He was born Roland Forrest Seitz on June 14, 1867 on a farm in Shrewsbury Township near Glen Rock, Pennsylvania. He was the youngest of eight children of William and Magdalena Zeigler. Despite an early interest in music, Roland started work as a printer’s apprentice at the weekly Glen Rock Item. He joined the family band performing on the flute; and then the Glen Rock Band performing first on the euphonium and then the cornet. In 1894 at age 27, Seitz enrolled in the Dana Musical Institute in Warren, Ohio. (Dana is now part of Youngstown State University). Roland graduated from Dana in 1898.

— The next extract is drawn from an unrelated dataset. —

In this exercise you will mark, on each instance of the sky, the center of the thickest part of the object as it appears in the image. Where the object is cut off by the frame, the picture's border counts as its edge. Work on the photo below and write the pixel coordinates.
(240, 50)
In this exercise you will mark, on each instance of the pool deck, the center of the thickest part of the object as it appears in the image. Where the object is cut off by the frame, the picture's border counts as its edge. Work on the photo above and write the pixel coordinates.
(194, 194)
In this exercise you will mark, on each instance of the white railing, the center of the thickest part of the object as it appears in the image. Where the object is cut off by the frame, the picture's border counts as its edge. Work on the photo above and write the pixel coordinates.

Seitz returned to Glen Rock to teach wind and percussion as well as perform in the town band and soon became their conductor. By 1901, under Seitz, the band was selected to perform at the Pan-American Exposition in Buffalo, New York.

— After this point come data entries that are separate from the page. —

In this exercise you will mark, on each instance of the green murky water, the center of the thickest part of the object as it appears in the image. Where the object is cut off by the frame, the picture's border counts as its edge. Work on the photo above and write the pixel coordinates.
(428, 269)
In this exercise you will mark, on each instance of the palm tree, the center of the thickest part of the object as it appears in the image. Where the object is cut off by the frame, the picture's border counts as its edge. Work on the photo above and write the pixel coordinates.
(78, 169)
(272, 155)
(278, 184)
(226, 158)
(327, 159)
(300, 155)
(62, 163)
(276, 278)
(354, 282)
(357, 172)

Beginning with New York Journal published in 1897, Seitz composed nearly fifty marches. One of these marches, Grandioso (1901), is often featured in parades. Grandioso incorporates a theme from the fourteenth of Franz Liszt’s Hungarian Rhapsodies. Additional well-known marches include Brooke’s Chicago Marine Band (1901), Brooke’s Triumphal (1904), Salutation (1914), and University of Pennsylvania Band (1900). On November 21, 1930, John Philip Sousa conducted the University of Pennsylvania Band at the student quadrangle in Seitz's march for the band. Afterwards, Sousa said: "That is one of the best band marches, aside from my own productions, I have ever conducted".

Seitz also opened a music publishing business in Glen Rock. His catalog included compositions by many famous march composers including W. Paris Chambers, Harold Josiah Crosby, Charles E. Duble, Frank H. Losey, George Rosencrans, and Charles Sanglea. In 1908, Seitz became the first to publish seventeen-year-old Karl L. King’s compositions. Roland’s company was purchased by Southern Music in 1964.

Seitz married Mattie A. in 1902. They had two children, Charlotte J. (1904-1999) and Nevins H. Seitz (1906-2003). Roland Seitz retired to live with his daughter Charlotte J. Zelley in Union City, New Jersey in 1944. He died age 79 from a heart attack there on December 29, 1946.